A week later I was at the border, a black strip of fabric hanging from my rearview mirror, on my way to see M. & E. in Vermont. I thought it might take hours; it took minutes. No problems, no problems at all.

M. was still working, so E. and I tooled around, running errands, before picking her up (or maybe we ran the errands after we picked her up; I don’t remember). We had to stop at a store E. hated, thought was terrible. “I wish a plane had crashed into that store,” he muttered, and then we both sputtered with laughter.

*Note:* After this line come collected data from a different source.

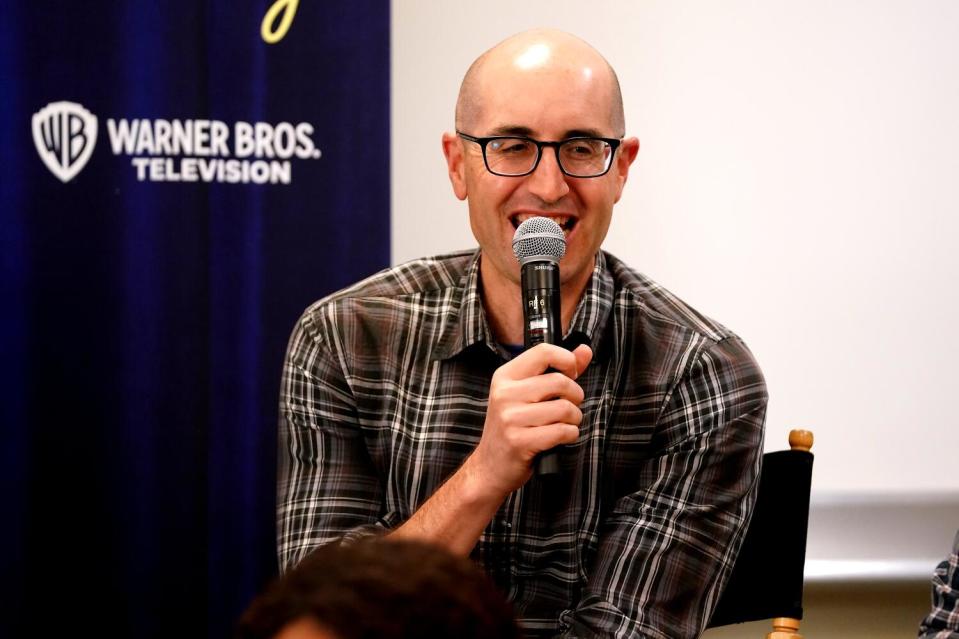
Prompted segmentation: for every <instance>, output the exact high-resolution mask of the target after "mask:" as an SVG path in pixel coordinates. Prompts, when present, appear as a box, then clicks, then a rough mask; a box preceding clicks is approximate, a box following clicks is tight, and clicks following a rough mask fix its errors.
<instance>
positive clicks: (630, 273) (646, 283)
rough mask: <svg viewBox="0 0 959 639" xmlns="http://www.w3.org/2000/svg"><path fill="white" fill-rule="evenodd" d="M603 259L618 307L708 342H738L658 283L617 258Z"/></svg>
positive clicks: (645, 319) (723, 325) (728, 334)
mask: <svg viewBox="0 0 959 639" xmlns="http://www.w3.org/2000/svg"><path fill="white" fill-rule="evenodd" d="M604 255H605V258H606V267H607V269H608V270H609V272H610V274H611V275H612V277H613V282H614V300H613V303H614V304H615V305H618V306H621V307H623V308H625V309H627V310H632V311H638V312H640V313H642V314H643V315H644V318H645V320H646V322H652V323H655V324H661V325H663V326H664V327H673V328H675V329H677V330H683V331H691V332H693V333H695V334H698V335H700V336H701V337H703V338H705V339H706V340H708V341H712V342H721V341H723V340H725V339H727V338H736V339H738V337H737V336H736V334H735V333H733V332H732V331H731V330H729V329H728V328H726V327H725V326H724V325H722V324H720V323H719V322H717V321H715V320H713V319H711V318H709V317H707V316H706V315H704V314H703V313H700V312H699V311H697V310H696V309H695V308H693V307H692V306H690V305H689V304H687V303H686V302H685V301H684V300H682V299H681V298H680V297H679V296H677V295H675V294H674V293H672V292H671V291H669V290H668V289H666V288H665V287H663V286H662V285H660V284H659V283H658V282H656V281H654V280H653V279H651V278H649V277H647V276H646V275H644V274H642V273H640V272H639V271H637V270H636V269H634V268H632V267H630V266H628V265H627V264H626V263H625V262H623V261H622V260H620V259H619V258H617V257H615V256H614V255H612V254H610V253H605V254H604Z"/></svg>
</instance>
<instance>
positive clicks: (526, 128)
mask: <svg viewBox="0 0 959 639" xmlns="http://www.w3.org/2000/svg"><path fill="white" fill-rule="evenodd" d="M497 135H519V136H523V137H527V138H531V137H533V130H532V129H531V128H529V127H526V126H517V125H510V124H505V125H501V126H498V127H495V128H493V129H492V130H491V131H490V133H489V136H497ZM605 137H609V136H606V135H604V134H603V133H602V132H601V131H599V130H598V129H570V130H568V131H566V132H565V133H563V137H561V138H560V140H566V139H569V138H605Z"/></svg>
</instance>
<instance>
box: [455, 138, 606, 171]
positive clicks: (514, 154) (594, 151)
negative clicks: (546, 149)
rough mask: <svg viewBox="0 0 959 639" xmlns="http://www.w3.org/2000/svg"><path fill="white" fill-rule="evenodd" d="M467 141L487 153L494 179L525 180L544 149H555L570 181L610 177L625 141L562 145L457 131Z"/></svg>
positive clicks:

We were terrible, laughing at a terrible joke about a terrible event.

Later, over a year later, hundreds of thousands of us marched down St. Catherine and Rene Levesque; millions around the world marched against the march to war. For naught. I watched the CBC in disbelief as the President led the Congress, and the nation, into war in Iraq. I couldn’t believe it: it was all so transparently false, so obviously wrong, they couldn’t actually pull this off, could they? Yes. And no.

There’s more, of course; ten years, after all. And while I’m in New York now, having not been then, my memories are of the outsider, still.

Which is why I told my story today; let tomorrow be the day for the stories of those who were there.